Les fonds souverains sont historiquement très discrets et très peu enclins à la transparence. Nous avons travaillé à partir de données publiques et des sources crédibles, mais il était difficile de trouver des informations. Pourtant la gouvernance est un point essentiel, c’est pourquoi elle pèse plus du tiers de l’indice.

À partir du moment où ces fonds investissent davantage dans leur économie, il faut leur trouver des partenaires stratégiques, nationaux et internationaux. Ces derniers ne viendront que dans un contexte de transparence des informations. Cette transparence et la publication des états financiers sont aussi un moyen d’éviter une capture politique de ces fonds de financement. À ce titre, les fonds nigérians, ghanéens et angolais sont les plus exemplaires car les bilans et états financiers sont publiés en ligne. Nous souhaitons sensibiliser à la nécessité de cette transparence qui est la condition de l’efficacité.
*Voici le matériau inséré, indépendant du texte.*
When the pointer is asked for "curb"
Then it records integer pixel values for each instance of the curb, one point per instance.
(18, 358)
Ces fonds ont leur culture propre, avec des mandats nationaux, sont-ils prêts à collaborer sur des projets communs, sachant que de nombreuses infrastructures transnationales doivent être réalisées pour développer les économies africaines ?

Des dialogues stratégiques sont déjà en train de se nouer. Je pense aux fonds marocain et nigérian, entre les marocains et les ghanéens également, ou entre les fonds

gabonais et angolais. Ces dialogues sont un début encourageant, mais nous devons aller plus loin pour développer une plateforme de travail en commun et investir en commun. C’est la raison pour laquelle AfroChampions a réuni à Accra les fonds souverains africains au cours du « Sovereign Wealth Fund Summit ». Les représentants ont convenu de fixer ensemble une feuille de route pour partager leurs « meilleures pratiques » et aller plus loin dans leurs collaborations.

Les secteurs privés ont-ils été associés à cette initiative ?

Tous les représentants des secteurs privés ont pris part au débat, mais également les cabinets en conseil et stratégie, les cabinets juridiques et les acteurs institutionnels et publics. Le gouvernement ghanéen a pris soin d’accueillir l’initiative au plus haut niveau de représentation puisque le vice-président de la République a introduit les débats. Nous trouverons un grand potentiel à développer les synergies entre ces fonds, et tous les acteurs en sont aujourd’hui conscients.